Karena bus tak menjangkau semua kawasan.

 

Jika ada rute tak dilewati bus.

Maka akan pindah naik ojek online.

 

Misalnya.

Saya dari terminal Bungurasih.

 

Ingin nonton bola di Stadion Gelora Bung Tomo.

 

Prosesnya seperti ini:

1.        Naik bus DAMRI turun di Magomulyo.

Bayar 10 ribu rupiah.

 

2.        Naik bemo turun di Pasar Benowo.

Bayar 6 ribu rupiah.

 

3.        Naik ojek ke Stadion Gelora Bung Tomo.

Bayar 10 ribu rupiah.

 

Jadi, untuk 1 jalan habis 26 ribu rupiah.

Dan ribet.

 

Jika naik motor sendiri.

Beli bensin tak sampai 20 ribu rupiah.

 

Untuk berangkat dan pulang.

 

Tahun 2005.

Walikota Surabaya.

 

Punya rencana membangun MRT.

Disebut SMART

(Surabaya Mass Rapid Transportation).

 

Desain SMART sudah tersebar di media.

Tapi program itu.

 

Hanya terdengar saat kampanye.

Atau acara politik.

 

Tahun 2020.

Jabatan Walikota berakhir.

 

Tak terdengar lagi suaranya.

 

Bu Risma terpilih jadi Walikota baru.

 

Bu Risma berjanji.

Akan membangun transportasi massal berbasis trem.

 

Walikota Bu Risma berkata,

“Kenapa gak bikin busway.

Seperti TransJakarta?”

 

Menurut Bu Risma.

Busway hanya akan menghabiskan kapasitas jalan.

 

Dan bukan solusi macet di Surabaya.

 

 

Surabaya kekeuh ingin membangun trem dan monorel.

 

Sayangnya.

Sampai masa jabatan Bu Risma berakhir.

 

Trem hanya dalam mimpi.

 

 

 “Kenapa Bu Risma meluncurkan Suroboyo Bus?

 

Padahal bus menghabiskan kapasitas jalan juga?”
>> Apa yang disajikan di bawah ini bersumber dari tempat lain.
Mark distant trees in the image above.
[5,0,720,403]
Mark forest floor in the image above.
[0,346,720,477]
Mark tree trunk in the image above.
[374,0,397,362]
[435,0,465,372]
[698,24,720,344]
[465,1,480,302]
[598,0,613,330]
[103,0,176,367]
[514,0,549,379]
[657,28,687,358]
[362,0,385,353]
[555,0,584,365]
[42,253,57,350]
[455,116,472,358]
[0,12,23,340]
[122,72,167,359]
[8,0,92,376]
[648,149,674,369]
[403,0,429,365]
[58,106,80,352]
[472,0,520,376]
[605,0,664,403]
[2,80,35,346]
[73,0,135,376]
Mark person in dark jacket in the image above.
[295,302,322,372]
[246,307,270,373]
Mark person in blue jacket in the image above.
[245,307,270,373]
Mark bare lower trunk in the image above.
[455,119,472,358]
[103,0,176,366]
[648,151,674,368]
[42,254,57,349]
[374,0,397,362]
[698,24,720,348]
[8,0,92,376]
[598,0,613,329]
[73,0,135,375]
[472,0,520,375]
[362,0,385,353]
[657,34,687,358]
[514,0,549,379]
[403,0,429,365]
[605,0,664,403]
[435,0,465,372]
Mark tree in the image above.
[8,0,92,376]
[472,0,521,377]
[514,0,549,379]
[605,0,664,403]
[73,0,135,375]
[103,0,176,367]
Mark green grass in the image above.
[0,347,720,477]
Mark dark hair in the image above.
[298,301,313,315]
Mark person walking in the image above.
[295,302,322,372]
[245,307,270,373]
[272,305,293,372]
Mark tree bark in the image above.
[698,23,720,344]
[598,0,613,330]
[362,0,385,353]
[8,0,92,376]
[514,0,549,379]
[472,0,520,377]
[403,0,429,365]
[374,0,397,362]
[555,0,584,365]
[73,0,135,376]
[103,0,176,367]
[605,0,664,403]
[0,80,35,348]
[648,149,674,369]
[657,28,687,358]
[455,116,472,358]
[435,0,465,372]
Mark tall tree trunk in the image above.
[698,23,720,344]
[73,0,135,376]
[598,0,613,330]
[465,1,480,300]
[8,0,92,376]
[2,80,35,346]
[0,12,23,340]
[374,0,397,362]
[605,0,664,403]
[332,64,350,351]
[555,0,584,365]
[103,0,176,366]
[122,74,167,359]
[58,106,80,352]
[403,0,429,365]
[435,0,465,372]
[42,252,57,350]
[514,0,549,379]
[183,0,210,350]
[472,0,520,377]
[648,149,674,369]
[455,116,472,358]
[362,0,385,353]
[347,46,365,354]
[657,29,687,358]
Saya belum menemukan jawabnya.

 

Pada akhir tahun 2021.

Wali kotanya ganti lagi.

 

Pemkot Surabaya gencar iklan BRT.

Disebut Trans Semanggi.

 

Masalahnya.

Rekayasa seperti apa pun.

 

Jika Trans Semanggi lewati jalan sama.

Dengan kendaraan lain.

Ya percuma saja.

 

Trans Semanggi tetap terjebak macet.

Dan bertumpuk dengan kendaraan lainnya.

 

Menambah jumlah armada bus.

Dengan berbagai macam nama.

 

Tanpa membangun jalur khusus.

Seperti gimik politik belaka.

 

Sekadar agar pemimpin di Kota Pahlawan.

Punya program baru.

 

Tanpa jalur khusus.

Jumlah banyak bus.

Justru tambah macet.

 

Karena Suroboyo Bus dan Trans Semanggi bodinya besar.

 

Makan banyak area jalan.

Tapi isinya hanya segelintir orang.

 

Kesimpulan.

 

Jika transportasi publik di Surabaya.

Hanya dilihat masa jabatan wali kota.

Yaitu 5 atau 10 tahun saja.

 

Kapan Surabaya punya transportasi publik yang memadai.